Inflation at the wholesale level jumped in April by the largest amount in three months, fueled by rising prices of food and energy. Even excluding the volatile energy and food categories, core inflation was up sharply as well, raising concerns about whether inflation is starting to edge higher after being quiet for years.
The Labor Department said Thursday that its producer price index, which measures inflation before it reaches the consumer, rose 0.5 percent in April. That represented a sharp rebound following a 0.1 percent decline in March. It was the largest one-month gain since January.
Energy prices rose 0.8 percent in April, while food costs were up 0.9 percent. Over the past 12 months, overall prices at the wholesale level have risen 2.5 percent, the largest 12-month gain since early 2012.
Excluding food and energy and trade services, core inflation was up 0.7 percent in April. Over the past 12 months, core inflation is up 2.1 percent. Both gains are records in a data series that goes back to just 2013.
Both the overall number and core inflation were up more sharply than analysts had been expecting. Some cautioned that if this gain carries over to the consumer price report, which will be released Friday, it could set off warning alarms at the Federal Reserve that inflation pressures are building faster and the central bank may need to start raising interest rates more quickly.
"Underlying factors that drive inflation are all working toward creating faster price increases," said Joel Naroff, chief economist at Naroff Economic Advisors. "While rising wholesale costs don't necessarily translate into higher consumer prices, the jump in producer expenses is a sign inflation pressures are building."
Inflation has been moving higher in the past year, reflecting in large part a rebound in energy and other commodity prices.
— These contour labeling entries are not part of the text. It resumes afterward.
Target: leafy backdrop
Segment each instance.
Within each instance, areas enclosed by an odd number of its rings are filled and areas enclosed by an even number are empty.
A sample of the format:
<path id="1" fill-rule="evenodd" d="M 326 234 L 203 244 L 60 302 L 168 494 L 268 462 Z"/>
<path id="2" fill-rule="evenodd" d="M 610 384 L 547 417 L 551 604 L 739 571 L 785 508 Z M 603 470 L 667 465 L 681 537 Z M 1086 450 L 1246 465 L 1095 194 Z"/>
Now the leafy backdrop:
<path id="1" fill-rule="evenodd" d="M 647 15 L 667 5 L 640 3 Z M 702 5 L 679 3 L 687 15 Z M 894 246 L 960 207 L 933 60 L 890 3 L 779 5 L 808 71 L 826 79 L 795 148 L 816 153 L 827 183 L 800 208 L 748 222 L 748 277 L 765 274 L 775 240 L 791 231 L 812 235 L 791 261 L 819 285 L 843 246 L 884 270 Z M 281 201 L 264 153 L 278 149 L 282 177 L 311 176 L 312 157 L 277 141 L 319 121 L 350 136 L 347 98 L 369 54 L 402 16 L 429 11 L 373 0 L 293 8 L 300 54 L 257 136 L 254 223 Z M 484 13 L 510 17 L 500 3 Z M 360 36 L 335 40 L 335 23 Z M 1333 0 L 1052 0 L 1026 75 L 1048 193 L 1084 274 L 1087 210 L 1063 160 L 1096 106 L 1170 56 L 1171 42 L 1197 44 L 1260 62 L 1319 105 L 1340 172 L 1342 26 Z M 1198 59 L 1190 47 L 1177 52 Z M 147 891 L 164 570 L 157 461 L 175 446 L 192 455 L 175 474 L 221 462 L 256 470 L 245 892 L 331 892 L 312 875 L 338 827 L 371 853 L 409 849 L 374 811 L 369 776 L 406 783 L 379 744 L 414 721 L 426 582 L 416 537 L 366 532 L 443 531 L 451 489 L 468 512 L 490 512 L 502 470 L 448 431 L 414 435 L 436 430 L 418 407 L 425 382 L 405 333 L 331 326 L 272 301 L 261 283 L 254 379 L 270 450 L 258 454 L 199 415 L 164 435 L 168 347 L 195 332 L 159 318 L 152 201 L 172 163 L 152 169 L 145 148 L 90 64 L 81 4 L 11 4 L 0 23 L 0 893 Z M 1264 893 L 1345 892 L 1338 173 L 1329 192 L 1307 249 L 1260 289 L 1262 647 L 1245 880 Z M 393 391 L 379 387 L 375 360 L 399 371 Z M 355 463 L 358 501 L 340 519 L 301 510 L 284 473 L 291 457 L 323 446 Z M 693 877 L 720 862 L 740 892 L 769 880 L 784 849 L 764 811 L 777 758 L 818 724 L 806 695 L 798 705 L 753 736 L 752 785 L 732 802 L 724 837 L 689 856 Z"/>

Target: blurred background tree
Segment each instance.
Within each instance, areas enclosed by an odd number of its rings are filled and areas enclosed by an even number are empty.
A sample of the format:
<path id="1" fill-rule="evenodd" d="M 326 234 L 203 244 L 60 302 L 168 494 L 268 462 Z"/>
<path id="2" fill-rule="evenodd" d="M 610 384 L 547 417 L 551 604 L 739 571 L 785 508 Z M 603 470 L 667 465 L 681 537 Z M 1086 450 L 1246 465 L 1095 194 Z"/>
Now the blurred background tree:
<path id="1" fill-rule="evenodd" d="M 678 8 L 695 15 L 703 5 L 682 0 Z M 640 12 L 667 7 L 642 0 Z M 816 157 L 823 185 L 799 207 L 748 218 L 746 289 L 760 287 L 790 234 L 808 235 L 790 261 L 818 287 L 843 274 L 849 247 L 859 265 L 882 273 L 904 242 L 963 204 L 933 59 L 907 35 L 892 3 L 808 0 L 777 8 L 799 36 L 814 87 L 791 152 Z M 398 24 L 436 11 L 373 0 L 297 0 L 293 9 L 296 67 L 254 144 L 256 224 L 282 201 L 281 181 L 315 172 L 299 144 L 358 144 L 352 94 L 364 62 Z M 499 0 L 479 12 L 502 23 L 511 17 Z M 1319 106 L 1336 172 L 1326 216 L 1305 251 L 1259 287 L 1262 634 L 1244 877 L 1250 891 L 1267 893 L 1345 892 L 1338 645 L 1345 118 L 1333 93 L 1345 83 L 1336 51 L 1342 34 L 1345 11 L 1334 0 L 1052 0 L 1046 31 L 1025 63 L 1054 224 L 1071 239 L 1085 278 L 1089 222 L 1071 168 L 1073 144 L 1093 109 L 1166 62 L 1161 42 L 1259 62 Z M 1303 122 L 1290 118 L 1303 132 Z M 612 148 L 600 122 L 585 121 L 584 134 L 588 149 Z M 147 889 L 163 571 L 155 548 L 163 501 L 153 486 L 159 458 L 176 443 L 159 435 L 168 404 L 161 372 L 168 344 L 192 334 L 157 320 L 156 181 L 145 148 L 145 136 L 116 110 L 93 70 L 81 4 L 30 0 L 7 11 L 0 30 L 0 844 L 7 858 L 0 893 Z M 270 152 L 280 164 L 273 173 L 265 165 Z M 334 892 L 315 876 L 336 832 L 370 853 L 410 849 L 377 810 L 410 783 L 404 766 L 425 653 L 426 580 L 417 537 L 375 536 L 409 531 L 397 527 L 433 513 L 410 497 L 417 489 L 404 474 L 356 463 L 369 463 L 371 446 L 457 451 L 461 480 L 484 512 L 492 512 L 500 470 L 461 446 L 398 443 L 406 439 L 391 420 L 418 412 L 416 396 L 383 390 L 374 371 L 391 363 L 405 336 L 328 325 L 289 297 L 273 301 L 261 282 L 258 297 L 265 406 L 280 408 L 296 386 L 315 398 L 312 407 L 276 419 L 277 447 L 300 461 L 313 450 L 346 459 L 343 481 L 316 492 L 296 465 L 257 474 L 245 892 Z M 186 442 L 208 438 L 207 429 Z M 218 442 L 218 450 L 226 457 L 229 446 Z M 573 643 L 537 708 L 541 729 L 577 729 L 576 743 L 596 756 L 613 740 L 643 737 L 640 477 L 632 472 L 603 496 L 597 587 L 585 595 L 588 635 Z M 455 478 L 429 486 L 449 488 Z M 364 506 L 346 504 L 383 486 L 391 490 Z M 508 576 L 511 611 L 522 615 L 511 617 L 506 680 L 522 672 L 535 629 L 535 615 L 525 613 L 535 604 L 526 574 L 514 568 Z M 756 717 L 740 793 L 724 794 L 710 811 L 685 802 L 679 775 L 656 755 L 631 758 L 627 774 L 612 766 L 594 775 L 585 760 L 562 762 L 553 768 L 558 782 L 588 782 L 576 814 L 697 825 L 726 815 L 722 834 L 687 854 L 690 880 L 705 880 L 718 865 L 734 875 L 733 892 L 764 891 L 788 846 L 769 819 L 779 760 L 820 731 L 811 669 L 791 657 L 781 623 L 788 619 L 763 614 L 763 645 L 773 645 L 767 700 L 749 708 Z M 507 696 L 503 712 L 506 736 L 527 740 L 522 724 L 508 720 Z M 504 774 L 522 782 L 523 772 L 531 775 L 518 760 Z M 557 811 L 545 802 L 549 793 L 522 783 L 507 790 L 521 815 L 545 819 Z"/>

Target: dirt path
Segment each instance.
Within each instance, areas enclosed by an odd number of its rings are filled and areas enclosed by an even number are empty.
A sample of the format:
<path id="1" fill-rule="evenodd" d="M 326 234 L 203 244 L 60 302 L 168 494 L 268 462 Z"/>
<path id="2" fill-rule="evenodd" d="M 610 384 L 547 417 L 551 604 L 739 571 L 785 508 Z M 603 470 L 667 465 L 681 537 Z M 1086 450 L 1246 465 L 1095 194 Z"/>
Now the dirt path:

The new environment is a significant change from the years immediately following the Great Recession when the main concern was deflation, a bout of falling prices that can destabilize an economy.
The Federal Reserve cut its key interest rate to a record low near zero and kept it there for seven years to boost the economy and prevent deflation from taking hold. But since December 2015, it has been cautiously raising rates, moving its key rate up three times in small quarter-point steps.
The Fed did not boost rates at its last meeting earlier this month after rate increases in December and March. But analysts believe the Fed will raise rates again at its next meeting in June and will end up increasing rates three times before this year is over. That would compare to only single increases in both 2015 and 2016.